Modern Warfare 2’s No Russian mission forces us to observe the slaughter of civilians at an airport but doesn’t force us to partake. I partook. I turned the mission into a sport, seeing how many people I could kill or trying to beat the AI-controlled terrorists to the punch. I even walked over to wounded, still-moving civilians and shot them in the head to up my kill count. My wife was horrified. I thought it was funny. And I’m only now willing to admit just how fucked up that was because I’ve looked at my decisions in Spec Ops and realized that it’s just as fucked up that I still don’t feel any remorse for what I did in that game, as well, and I need to know why.

I think the answer is that if I allow this state of affairs to worry me I’ll be spending my time in military shooters noticing the violence and the gore and thinking, “Oh, my God this is awful,” instead of paying attention to the job I’m supposed to be doing. I don’t play military shooters on Normal because I can shrug off damage and ignore my ammo counts and blow off taking cover and playing smart. I start on Hard or Veteran because I’ve been playing these games for years and I want to keep pushing my skills. That’s the fun of it, engrossing myself in the kinesthetics and the skill challenge.

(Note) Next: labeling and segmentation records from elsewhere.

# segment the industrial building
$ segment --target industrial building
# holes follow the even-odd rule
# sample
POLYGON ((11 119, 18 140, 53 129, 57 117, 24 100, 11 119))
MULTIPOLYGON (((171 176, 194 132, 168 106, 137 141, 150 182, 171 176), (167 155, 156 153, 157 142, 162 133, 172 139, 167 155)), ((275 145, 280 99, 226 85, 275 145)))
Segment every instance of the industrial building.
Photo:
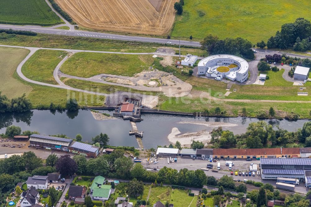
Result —
POLYGON ((158 157, 177 157, 179 151, 178 149, 158 147, 156 154, 158 157))
POLYGON ((100 153, 100 147, 84 143, 74 142, 69 146, 69 151, 74 154, 95 158, 100 153))
POLYGON ((216 55, 200 61, 197 74, 242 83, 247 80, 248 71, 248 64, 243 58, 230 55, 216 55))
POLYGON ((310 68, 302 66, 296 66, 294 72, 294 78, 302 80, 307 80, 309 76, 310 68))
POLYGON ((183 60, 181 61, 181 64, 186 66, 193 66, 193 64, 197 60, 197 58, 196 55, 188 54, 183 60))
POLYGON ((30 146, 66 152, 69 151, 69 145, 72 141, 72 140, 70 139, 39 134, 34 134, 30 136, 30 146))

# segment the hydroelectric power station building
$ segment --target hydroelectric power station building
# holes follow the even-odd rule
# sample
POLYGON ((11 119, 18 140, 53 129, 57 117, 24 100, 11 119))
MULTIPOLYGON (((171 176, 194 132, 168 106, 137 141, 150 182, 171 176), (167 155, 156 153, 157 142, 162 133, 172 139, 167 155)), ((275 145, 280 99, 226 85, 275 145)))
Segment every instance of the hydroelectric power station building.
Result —
POLYGON ((243 58, 230 55, 216 55, 199 62, 197 74, 243 83, 247 80, 248 72, 248 64, 243 58))

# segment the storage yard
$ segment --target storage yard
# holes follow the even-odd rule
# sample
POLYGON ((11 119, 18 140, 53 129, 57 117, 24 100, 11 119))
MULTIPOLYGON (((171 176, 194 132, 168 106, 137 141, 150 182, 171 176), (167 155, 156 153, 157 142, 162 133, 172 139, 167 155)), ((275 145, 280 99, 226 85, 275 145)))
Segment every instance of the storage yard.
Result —
POLYGON ((177 0, 56 0, 80 26, 123 32, 168 34, 177 0))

That also means that I don’t really register when I snipe a guy and his head blows apart like a ripe melon, and those graphics are getting chunkier and more realistic every year. I don’t really think about it when I drop explosives on a group of bad guys and their limbs go flying off and they scream as they burn to death. I barely notice when I slit the guy’s throat and the blood spurts out because I’m focused on the next corner, the next room, the next encounter, and making sure I play it cool and calculated and smart because I want to play it right. I want to get into that state of flow where I’m one with the game, and I want to stay there.

What Spec Ops: The Line asked me to do was question whether or not that’s okay, and it isn’t about coming up with an answer. It’s about not dismissing the question anymore, and being open to the possibility that maybe something is fucked up about all this. I don’t think having proof of real-life consequences is necessary to warrant taking the question of videogame violence seriously, but there’s one real-life consequence that I know I’ve suffered. I don’t think I’m capable of talking about this in an objective fashion anymore.

I may be able to temper my knee-jerk reaction to questions about whether videogame violence is problematic or not, but I may only be able to understand the “problem” at an intellectual level. I’m not sure if anything other than the most clearly offensive and inexcusable virtual violence could even make an impact on me anymore, and the fact that this doesn’t really worry me at all is precisely what I ought to find worrisome.